If you find that too verbose you can paste this one-liner into your browser console and give it a try. Paste it in when you have a new post open but before you add any blocks. Once you start adding content to the post you can jump to the code view and see that everything exists structurally, and the static fallback render is now a write-only artifact.
wp.data.dispatch('core/blocks').addBlockTypes(wp.data.select('core/blocks').getBlockTypes().map(t => ({...t, attributes: Object.keys(t.attributes).reduce((as, a) => {const {source, selector, attribute, ...rest} = t.attributes[a]; as[a] = rest; return as}, {})})))
When registering a block, either through `registerBlockType` or `block.json`, it defines its attributes by indicating their names and types. By default, those attributes are serialized into the “block comment delimiter” in a JSON serialization.

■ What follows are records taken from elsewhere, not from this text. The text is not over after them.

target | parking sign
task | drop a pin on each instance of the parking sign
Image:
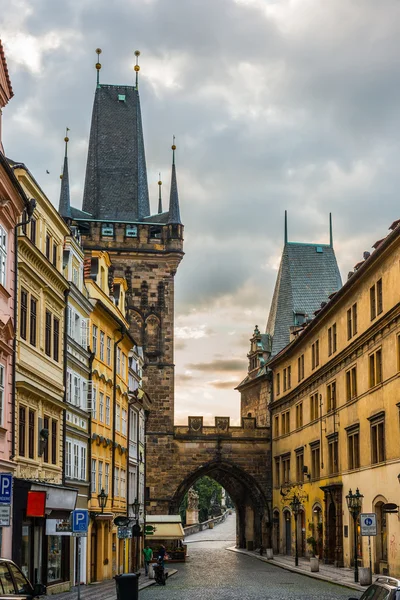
(5, 488)
(368, 523)
(80, 521)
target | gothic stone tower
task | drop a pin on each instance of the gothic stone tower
(145, 249)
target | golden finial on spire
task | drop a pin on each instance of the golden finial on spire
(98, 65)
(136, 67)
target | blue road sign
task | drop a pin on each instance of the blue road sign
(5, 488)
(80, 520)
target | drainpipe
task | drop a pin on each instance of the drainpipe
(29, 212)
(66, 294)
(122, 331)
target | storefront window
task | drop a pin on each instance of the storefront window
(54, 564)
(25, 550)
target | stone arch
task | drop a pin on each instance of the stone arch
(252, 510)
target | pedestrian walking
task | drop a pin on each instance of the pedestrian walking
(148, 555)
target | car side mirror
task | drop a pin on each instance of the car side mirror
(39, 590)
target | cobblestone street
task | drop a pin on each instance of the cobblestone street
(213, 573)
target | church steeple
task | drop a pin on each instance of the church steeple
(174, 213)
(116, 176)
(65, 202)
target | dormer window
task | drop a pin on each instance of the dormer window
(107, 230)
(131, 231)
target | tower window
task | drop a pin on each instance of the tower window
(107, 230)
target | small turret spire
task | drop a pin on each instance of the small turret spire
(159, 194)
(137, 68)
(98, 65)
(174, 213)
(65, 202)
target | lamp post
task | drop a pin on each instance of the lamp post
(354, 504)
(296, 505)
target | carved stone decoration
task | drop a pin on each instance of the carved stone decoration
(195, 424)
(222, 423)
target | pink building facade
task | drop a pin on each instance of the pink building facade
(12, 203)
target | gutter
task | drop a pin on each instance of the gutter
(122, 330)
(29, 211)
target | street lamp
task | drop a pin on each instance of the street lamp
(296, 505)
(354, 504)
(102, 498)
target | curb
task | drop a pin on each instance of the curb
(151, 582)
(352, 586)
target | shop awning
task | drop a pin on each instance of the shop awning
(167, 527)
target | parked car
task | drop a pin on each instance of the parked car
(14, 585)
(384, 588)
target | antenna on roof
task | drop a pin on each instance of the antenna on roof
(286, 238)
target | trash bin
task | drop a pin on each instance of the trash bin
(127, 586)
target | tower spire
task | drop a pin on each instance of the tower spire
(137, 68)
(65, 203)
(159, 194)
(98, 65)
(174, 213)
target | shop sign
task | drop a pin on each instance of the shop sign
(36, 504)
(5, 511)
(368, 523)
(124, 533)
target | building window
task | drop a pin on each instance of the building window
(93, 476)
(332, 339)
(54, 441)
(31, 434)
(353, 446)
(102, 345)
(285, 422)
(101, 407)
(277, 472)
(299, 415)
(333, 455)
(314, 406)
(48, 246)
(94, 339)
(22, 431)
(300, 367)
(299, 467)
(107, 410)
(55, 248)
(351, 383)
(285, 469)
(378, 440)
(3, 256)
(48, 334)
(33, 231)
(23, 314)
(315, 461)
(331, 396)
(109, 351)
(32, 321)
(56, 339)
(2, 379)
(352, 321)
(315, 354)
(375, 368)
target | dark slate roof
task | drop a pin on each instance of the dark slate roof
(64, 207)
(305, 279)
(116, 178)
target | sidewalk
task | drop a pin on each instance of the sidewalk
(105, 590)
(344, 576)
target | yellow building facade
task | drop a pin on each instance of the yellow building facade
(39, 418)
(335, 418)
(110, 344)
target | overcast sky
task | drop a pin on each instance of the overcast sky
(285, 104)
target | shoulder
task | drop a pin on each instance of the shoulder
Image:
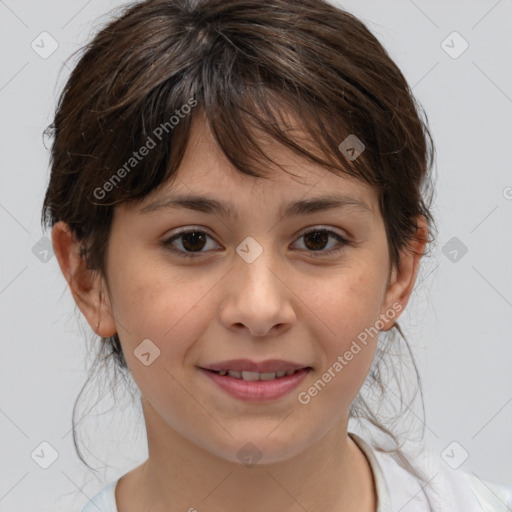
(105, 500)
(492, 496)
(448, 489)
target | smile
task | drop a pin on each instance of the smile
(251, 376)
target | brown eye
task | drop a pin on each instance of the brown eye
(316, 240)
(192, 242)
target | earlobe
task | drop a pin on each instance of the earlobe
(403, 278)
(85, 285)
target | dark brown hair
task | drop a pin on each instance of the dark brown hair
(241, 64)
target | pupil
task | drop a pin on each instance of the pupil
(195, 237)
(317, 236)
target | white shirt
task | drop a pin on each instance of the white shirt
(398, 490)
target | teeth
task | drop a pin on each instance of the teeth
(250, 376)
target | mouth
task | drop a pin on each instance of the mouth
(260, 382)
(252, 376)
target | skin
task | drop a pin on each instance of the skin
(290, 303)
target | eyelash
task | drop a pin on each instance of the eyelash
(322, 253)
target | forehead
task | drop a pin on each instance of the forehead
(206, 171)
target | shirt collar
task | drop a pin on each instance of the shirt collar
(380, 485)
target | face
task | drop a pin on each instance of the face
(307, 288)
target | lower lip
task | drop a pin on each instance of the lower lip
(257, 390)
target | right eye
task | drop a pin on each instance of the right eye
(191, 241)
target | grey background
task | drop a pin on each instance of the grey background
(458, 321)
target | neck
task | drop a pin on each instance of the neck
(330, 475)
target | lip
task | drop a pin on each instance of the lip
(267, 366)
(260, 390)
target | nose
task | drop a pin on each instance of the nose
(257, 298)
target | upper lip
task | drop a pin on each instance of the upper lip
(268, 366)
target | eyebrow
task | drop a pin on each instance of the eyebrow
(296, 208)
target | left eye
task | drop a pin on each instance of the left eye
(193, 241)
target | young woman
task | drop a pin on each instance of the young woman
(238, 202)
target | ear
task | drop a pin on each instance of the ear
(87, 286)
(403, 277)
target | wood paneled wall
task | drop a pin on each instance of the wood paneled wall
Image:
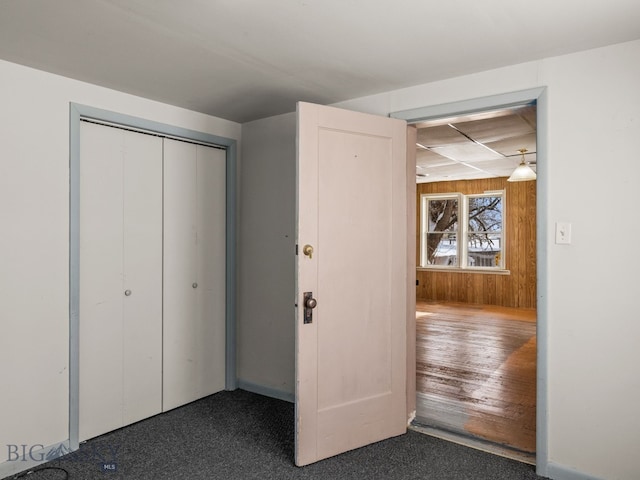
(518, 289)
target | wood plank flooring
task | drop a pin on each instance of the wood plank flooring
(476, 372)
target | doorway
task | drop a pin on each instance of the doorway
(464, 300)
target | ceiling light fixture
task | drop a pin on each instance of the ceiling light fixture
(523, 172)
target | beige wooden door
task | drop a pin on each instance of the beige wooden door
(120, 278)
(194, 272)
(352, 210)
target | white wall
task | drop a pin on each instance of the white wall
(34, 240)
(266, 316)
(593, 315)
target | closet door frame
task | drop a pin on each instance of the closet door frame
(79, 112)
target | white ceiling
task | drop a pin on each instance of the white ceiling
(247, 59)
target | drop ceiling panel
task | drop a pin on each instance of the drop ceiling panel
(440, 135)
(494, 129)
(510, 146)
(427, 158)
(469, 152)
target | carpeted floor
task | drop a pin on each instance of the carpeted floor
(240, 435)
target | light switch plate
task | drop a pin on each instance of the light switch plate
(563, 233)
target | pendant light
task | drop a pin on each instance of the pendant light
(523, 172)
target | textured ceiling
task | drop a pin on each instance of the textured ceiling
(247, 59)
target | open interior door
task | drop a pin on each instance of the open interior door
(351, 281)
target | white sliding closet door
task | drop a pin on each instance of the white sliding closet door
(194, 272)
(120, 278)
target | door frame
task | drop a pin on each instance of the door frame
(538, 95)
(78, 112)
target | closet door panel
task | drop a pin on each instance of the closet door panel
(142, 312)
(101, 270)
(180, 338)
(211, 273)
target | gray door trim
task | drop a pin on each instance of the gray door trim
(538, 95)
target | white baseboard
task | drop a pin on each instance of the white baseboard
(561, 472)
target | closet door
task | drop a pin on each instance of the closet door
(120, 278)
(194, 272)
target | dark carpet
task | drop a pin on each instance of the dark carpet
(241, 435)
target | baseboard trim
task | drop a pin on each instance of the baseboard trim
(266, 391)
(561, 472)
(30, 458)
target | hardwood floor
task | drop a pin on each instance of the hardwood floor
(476, 372)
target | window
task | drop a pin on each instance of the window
(462, 231)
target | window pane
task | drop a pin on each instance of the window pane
(485, 214)
(484, 250)
(443, 215)
(442, 249)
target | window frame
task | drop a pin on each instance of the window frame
(462, 233)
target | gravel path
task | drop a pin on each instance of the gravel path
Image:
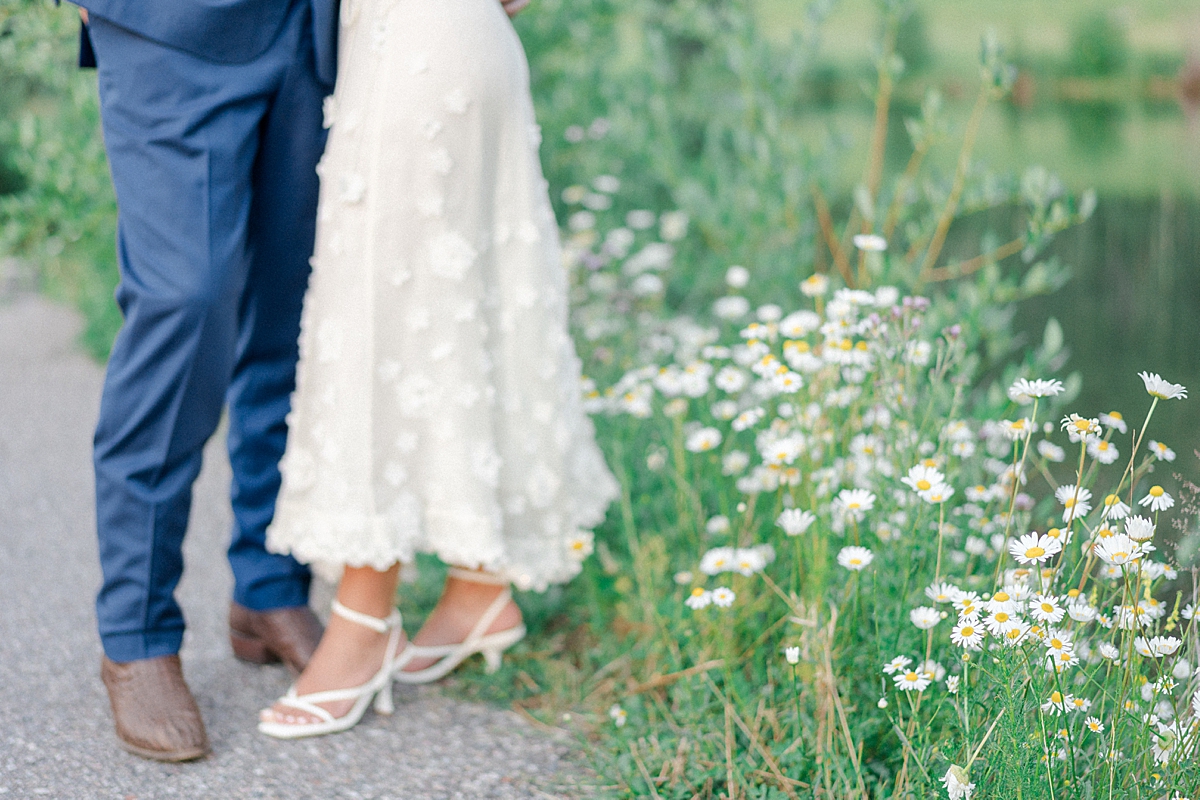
(55, 732)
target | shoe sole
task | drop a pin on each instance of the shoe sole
(172, 757)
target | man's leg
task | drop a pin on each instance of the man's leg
(282, 220)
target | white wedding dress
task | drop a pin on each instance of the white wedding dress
(438, 401)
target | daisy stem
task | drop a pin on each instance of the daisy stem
(1019, 469)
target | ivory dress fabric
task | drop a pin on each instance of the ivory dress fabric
(437, 405)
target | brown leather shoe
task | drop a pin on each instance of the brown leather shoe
(155, 713)
(287, 635)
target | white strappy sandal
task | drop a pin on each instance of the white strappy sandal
(449, 656)
(378, 687)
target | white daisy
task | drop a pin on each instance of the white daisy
(1140, 529)
(1032, 548)
(1162, 389)
(855, 503)
(1024, 391)
(924, 617)
(911, 680)
(1114, 420)
(795, 521)
(967, 633)
(855, 558)
(922, 477)
(724, 597)
(1162, 452)
(1157, 499)
(1114, 509)
(1079, 428)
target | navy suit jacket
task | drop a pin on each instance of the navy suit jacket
(226, 31)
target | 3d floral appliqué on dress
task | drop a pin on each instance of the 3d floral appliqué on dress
(437, 404)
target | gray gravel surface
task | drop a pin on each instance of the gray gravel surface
(55, 731)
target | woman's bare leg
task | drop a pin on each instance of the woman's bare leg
(460, 607)
(349, 654)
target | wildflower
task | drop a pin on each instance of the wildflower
(1017, 429)
(1079, 428)
(799, 324)
(1157, 499)
(699, 599)
(1024, 391)
(924, 617)
(724, 597)
(815, 286)
(931, 669)
(1032, 548)
(967, 633)
(581, 545)
(1047, 609)
(937, 494)
(1114, 509)
(855, 558)
(735, 462)
(737, 277)
(731, 379)
(1051, 451)
(795, 522)
(1120, 549)
(1056, 703)
(1103, 451)
(870, 242)
(911, 680)
(717, 560)
(1157, 647)
(1162, 389)
(958, 785)
(855, 503)
(922, 477)
(1075, 501)
(1114, 420)
(1162, 452)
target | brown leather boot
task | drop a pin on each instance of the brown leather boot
(287, 635)
(155, 713)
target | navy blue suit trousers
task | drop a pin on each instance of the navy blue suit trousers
(214, 166)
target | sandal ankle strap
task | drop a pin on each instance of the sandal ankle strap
(366, 620)
(474, 576)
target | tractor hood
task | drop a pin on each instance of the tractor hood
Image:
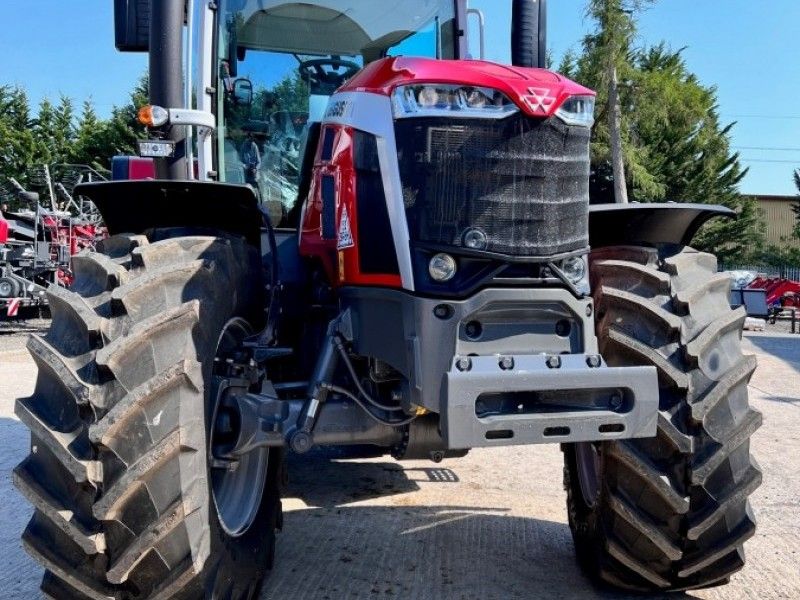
(537, 92)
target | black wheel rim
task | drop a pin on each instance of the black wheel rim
(237, 491)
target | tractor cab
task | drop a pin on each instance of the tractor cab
(279, 63)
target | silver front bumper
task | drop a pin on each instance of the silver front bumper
(604, 402)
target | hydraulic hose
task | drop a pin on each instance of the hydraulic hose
(359, 387)
(344, 392)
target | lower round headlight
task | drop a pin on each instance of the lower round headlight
(574, 268)
(442, 267)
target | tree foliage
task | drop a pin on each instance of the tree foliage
(57, 134)
(675, 146)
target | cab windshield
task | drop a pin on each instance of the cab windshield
(279, 62)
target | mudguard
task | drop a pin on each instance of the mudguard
(650, 224)
(142, 205)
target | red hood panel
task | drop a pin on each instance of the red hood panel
(538, 92)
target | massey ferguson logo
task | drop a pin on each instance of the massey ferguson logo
(338, 109)
(540, 101)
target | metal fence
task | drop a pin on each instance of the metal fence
(784, 271)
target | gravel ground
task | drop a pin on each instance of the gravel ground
(490, 525)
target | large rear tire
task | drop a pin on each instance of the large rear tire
(118, 472)
(670, 512)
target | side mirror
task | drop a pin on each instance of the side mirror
(243, 92)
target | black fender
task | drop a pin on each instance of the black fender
(650, 224)
(137, 206)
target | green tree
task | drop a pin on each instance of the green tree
(689, 154)
(674, 145)
(18, 148)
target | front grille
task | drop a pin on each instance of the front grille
(523, 182)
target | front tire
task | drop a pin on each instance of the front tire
(120, 421)
(670, 512)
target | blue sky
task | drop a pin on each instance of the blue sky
(747, 48)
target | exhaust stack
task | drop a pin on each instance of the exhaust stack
(529, 33)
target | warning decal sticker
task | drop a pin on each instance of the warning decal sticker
(345, 234)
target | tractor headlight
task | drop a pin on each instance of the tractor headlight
(442, 267)
(442, 100)
(578, 110)
(576, 270)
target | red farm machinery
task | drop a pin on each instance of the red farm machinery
(362, 234)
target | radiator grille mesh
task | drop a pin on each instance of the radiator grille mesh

It’s also possible to indicate that they are sourced attributes by specifying a path for extracting them from the block’s HTML. If they are sourced then they won’t be saved in the block comment delimiter, as doing so would be redundant and invite data synchronization issues.
So if a block doesn’t define any attributes or defines only sourced attributes then there will be no JSON serialization inside the block comment delimiter, and this is what makes them optional.
In this post we’re discussing a mechanism to open the door so that even sourced attributes are serialized inside the block comment delimiter.